The Centre Alliance senator whose last minute amendment scuppered the passage of the FASEA extension bill through Parliament last week says he will insist on the amendment if the bill returns to the Senate, meaning the bill will be killed if the government won’t support the amendment.
An email from senator Rex Patrick to AIOFP executive director Peter Johnston, seen by ifa, said the senator will insist on the amendment if it is rejected by the House of Representatives, meaning the bill is likely to be sacrificed by the government as the House cannot force the Senate to vote on the bill in its original form.
"The bill having passed the Senate, where people were trying to pressure me not to do the right thing, it is now in the hands of the government, where good people such as yourself can pressure them to do the right thing," Mr Patrick said.

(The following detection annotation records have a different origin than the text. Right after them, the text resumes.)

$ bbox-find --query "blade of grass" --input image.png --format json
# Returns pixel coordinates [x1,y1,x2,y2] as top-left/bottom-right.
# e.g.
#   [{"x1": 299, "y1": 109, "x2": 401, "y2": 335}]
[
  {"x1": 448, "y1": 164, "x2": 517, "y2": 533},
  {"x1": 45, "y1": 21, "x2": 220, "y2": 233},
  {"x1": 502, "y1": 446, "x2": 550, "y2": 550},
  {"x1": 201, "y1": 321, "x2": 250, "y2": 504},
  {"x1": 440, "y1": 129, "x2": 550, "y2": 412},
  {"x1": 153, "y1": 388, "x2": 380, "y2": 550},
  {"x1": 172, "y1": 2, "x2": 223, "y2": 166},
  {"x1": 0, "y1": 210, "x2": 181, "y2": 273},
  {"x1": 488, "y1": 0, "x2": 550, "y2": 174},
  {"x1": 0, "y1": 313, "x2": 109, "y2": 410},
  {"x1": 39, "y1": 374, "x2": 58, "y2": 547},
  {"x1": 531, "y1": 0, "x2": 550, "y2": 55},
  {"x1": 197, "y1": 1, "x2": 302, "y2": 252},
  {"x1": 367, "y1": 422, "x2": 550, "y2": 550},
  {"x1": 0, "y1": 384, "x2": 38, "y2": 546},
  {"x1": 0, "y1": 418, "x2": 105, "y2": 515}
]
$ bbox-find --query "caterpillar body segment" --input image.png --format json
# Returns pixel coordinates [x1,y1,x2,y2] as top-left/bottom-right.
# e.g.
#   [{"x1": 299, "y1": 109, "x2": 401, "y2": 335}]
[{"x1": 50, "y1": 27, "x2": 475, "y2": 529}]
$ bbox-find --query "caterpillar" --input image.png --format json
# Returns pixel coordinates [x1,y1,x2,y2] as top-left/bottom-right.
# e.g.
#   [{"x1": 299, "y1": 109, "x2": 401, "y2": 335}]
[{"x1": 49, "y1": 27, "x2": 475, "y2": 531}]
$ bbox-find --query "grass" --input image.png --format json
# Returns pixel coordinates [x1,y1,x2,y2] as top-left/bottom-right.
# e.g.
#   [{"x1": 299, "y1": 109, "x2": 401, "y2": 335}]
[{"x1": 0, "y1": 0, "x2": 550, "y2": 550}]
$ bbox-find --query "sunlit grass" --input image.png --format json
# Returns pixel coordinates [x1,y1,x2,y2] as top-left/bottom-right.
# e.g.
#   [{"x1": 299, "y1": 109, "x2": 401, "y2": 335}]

"You need to apply that pressure because if the bill is rejected by the House and comes back to the Senate, I will ask the Senate to insist on the amendment."
Mr Patrick's amendment relates to bringing grandfathered large proprietary companies into ASIC's reporting regime, which the senator said "creates an environment that may very well encourage aggressive tax minimisation behaviour".
"The Coalition government opposed the amendment, despite Minister Hume not being able to give any policy reason for doing so. However, it was supported by Labor, the Greens, and the crossbench, all of whom don’t want the exemption, which applies to many of Australia’s ‘rich listers’, to remain," Mr Patrick said.
Mr Patrick said that he was "fully supportive of [the advice] industry getting the extensions that it needs", but would not back down on forcing the government to address the loophole, to the extent that he proposed to hold up successive Treasury omnibus bills until his amendment was accepted.
"I foreshadowed putting the same amendment to other Treasury bills – so that the government get the idea that they just need to deal with the loophole. I have drafting instructions in for another bill that is before the Senate. I am hopeful to circulate those amendment on Monday so the government get the idea," he said.
Mr Patrick suggested the advice industry lobby government ministers to accept the amendment as the only possible option to save the bill.
"It's out of my hands now," he said.